National Teaching Award Goes to UT Law Prof

KNOXVILLE — A University of Tennessee law professor has been recognized as one of the nation’s top trial advocacy teachers.

Jerry P. Black Jr. is recipient of the 2002 Roscoe Pound Institute-s Richard S. Jacobson Award for Excellence in Teaching Trial Advocacy. He will receive the award July 21 at the Pound Institute’s annual dinner in Atlanta.

Dr. Jerry P. Black

Black, a UT faculty member since 1976, teaches criminal advocacy, criminal law, evidence and trial practice. He earned the B.A. from Southwestern at Memphis in 1965 and the J.D. degree from Vanderbilt University in 1968.

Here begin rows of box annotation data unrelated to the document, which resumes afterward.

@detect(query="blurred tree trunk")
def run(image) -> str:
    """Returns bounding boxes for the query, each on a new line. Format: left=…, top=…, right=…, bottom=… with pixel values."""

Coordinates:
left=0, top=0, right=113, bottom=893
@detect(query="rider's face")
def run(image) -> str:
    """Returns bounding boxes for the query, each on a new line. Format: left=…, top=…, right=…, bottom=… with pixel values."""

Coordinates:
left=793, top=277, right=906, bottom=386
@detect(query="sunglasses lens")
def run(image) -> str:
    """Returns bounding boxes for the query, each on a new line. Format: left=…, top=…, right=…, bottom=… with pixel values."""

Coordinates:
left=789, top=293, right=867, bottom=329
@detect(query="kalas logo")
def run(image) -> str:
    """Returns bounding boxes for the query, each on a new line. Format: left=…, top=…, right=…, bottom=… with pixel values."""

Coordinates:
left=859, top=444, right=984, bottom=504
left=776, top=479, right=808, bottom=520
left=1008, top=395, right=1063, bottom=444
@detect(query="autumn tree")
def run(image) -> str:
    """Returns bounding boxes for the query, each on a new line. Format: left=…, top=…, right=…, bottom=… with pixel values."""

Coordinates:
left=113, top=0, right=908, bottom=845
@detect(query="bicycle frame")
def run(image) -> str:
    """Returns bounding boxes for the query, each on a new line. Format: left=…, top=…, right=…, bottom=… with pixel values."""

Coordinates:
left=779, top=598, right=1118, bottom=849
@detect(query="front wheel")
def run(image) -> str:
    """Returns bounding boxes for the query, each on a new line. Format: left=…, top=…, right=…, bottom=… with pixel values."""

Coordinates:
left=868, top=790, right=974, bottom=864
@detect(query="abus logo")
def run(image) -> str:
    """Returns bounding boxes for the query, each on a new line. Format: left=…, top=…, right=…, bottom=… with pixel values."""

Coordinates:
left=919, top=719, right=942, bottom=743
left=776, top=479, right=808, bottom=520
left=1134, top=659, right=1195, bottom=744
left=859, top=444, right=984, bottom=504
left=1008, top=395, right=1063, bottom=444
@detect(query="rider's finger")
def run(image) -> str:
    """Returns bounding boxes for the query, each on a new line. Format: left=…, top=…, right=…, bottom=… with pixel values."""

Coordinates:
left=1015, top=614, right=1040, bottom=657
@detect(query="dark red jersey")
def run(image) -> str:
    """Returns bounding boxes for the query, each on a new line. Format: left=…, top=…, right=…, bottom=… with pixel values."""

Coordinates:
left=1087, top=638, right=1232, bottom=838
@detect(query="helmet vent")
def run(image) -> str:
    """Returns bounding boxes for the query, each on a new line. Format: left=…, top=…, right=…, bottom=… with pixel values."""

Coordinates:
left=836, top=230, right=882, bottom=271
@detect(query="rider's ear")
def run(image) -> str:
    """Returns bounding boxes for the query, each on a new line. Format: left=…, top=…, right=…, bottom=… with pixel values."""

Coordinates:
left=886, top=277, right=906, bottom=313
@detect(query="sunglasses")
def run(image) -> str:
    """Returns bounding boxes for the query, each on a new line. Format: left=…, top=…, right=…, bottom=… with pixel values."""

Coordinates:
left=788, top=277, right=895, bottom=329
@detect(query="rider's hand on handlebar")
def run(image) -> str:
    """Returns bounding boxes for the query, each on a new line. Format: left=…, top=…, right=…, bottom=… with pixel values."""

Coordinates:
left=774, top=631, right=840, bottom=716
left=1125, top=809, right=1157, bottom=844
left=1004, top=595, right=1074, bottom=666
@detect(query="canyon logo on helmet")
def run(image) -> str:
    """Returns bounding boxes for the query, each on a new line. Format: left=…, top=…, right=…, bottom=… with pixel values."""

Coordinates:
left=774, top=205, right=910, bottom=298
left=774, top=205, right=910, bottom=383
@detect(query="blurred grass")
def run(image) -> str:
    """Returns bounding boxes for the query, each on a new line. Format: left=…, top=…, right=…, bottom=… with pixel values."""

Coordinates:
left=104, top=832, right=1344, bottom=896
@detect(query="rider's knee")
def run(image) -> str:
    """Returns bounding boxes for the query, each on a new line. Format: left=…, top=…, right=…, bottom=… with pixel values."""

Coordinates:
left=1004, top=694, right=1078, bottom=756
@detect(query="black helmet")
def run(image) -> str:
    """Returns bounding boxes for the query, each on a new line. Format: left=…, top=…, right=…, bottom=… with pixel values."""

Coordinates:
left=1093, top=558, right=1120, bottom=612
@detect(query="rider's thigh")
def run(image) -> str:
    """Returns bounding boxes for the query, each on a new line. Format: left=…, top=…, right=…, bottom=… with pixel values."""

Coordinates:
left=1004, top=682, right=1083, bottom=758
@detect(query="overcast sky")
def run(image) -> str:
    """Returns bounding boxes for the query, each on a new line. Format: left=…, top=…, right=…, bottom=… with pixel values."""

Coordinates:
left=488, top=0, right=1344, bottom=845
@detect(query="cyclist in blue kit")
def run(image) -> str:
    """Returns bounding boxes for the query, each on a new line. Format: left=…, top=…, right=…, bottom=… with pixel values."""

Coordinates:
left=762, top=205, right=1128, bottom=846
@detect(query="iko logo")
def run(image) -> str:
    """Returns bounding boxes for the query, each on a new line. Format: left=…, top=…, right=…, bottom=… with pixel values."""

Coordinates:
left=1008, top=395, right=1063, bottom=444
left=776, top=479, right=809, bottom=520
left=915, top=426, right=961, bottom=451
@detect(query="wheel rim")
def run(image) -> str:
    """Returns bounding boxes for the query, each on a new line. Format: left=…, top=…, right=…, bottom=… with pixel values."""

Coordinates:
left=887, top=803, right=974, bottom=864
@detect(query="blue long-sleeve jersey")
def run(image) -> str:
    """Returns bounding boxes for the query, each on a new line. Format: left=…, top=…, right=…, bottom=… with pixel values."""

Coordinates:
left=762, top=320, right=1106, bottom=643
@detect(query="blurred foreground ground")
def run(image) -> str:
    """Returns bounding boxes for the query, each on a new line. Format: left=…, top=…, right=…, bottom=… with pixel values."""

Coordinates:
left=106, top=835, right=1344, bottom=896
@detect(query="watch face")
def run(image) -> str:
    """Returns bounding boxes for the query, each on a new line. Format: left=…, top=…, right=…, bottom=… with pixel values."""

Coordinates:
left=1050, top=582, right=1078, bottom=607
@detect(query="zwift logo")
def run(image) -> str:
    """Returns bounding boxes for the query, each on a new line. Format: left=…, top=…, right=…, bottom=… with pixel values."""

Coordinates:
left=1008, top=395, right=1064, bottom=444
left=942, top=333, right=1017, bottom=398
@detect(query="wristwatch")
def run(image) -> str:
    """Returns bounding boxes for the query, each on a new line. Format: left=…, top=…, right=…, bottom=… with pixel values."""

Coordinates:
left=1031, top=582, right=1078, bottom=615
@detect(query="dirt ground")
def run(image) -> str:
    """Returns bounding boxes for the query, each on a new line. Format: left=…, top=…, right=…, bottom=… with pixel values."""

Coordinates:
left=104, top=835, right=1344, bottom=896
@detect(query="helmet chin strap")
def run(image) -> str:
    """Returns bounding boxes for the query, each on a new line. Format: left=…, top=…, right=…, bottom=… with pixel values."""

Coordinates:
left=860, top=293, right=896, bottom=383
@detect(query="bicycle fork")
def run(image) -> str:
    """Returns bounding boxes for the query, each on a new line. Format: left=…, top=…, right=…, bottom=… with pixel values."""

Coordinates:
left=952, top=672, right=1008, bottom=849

The former director UT’s Legal Clinic and the college-s Center for Advocacy and Dispute Resolution, he received UT-s Harold C. Warner Outstanding Faculty Service Award in 1991 and 1998 and the college’s Forrest W. Lacey Award in 1996-97.

Black has served as staff attorney for Legal Services of Nashville, director of Clinical Programs at Vanderbilt University and executive director of the Knoxville Legal Aid Society.

The Pound Institute, established in 1956 in honor of the former Harvard Law School dean, seeks to strengthen trial law programs and research and promote a balanced view of the U.S. civil justice system.

The Jacobson award, named for the institute’s former executive director, was established in 1984.